Spiders are generally looking for things. Sometimes they are attempting to find email addresses so spam lists can be created (See “SPAM – email spiders”) and occasionally they are performing various research tasks. Usually they are related to search engines such as Altavista or perhaps even things you’ve set up such as the Atomz search engine service.

Hackers are usually active on pay sites, most especially the pornographic ones, or highly visible ones such as Yahoo or Amazon. They are usually trying to find vulnerabilities so they can accomplish some goal.

By examining your logs regularly you will find out data such as this. Then you will be making decisions as to whether or not that traffic is valuable or desired. This is especially true if you are paying for your bandwidth or if your ISP has indicated your traffic is too high.

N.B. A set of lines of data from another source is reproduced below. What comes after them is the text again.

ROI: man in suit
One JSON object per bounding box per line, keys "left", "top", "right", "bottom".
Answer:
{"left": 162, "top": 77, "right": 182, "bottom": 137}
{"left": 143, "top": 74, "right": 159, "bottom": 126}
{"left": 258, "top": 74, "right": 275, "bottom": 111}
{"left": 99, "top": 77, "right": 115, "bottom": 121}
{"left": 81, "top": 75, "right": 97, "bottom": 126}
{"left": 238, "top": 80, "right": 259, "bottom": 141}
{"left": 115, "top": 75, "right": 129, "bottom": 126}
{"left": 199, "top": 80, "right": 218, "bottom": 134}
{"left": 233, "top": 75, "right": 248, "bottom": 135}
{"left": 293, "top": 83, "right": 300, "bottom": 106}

What can you do if you decide that a spider or visitor is not desirable? Well, if it is a spider you can exclude it in your Robots.Txt file – although that is not necessarily valuable as many spiders (especially email grabbers) do not follow this standard. It is, however, a good place to start with your exclusion process.

Another thing you can do if you have access to your .htaccess file is deny the intruders access to your site.

So, edit your .htaccess file and add some deny clauses, as shown in the example below.

<Limit GET POST>
order deny,allow
deny from all
deny from 210.165.39.212
allow from all
</Limit>

What these lines accomplish is to allow all users to access the site, except those from the specified IP address. You can also include domain names in the form “.domain.com”.

There is no limit to the number of IP addresses and domains that may be included. Just set each one on it’s own line.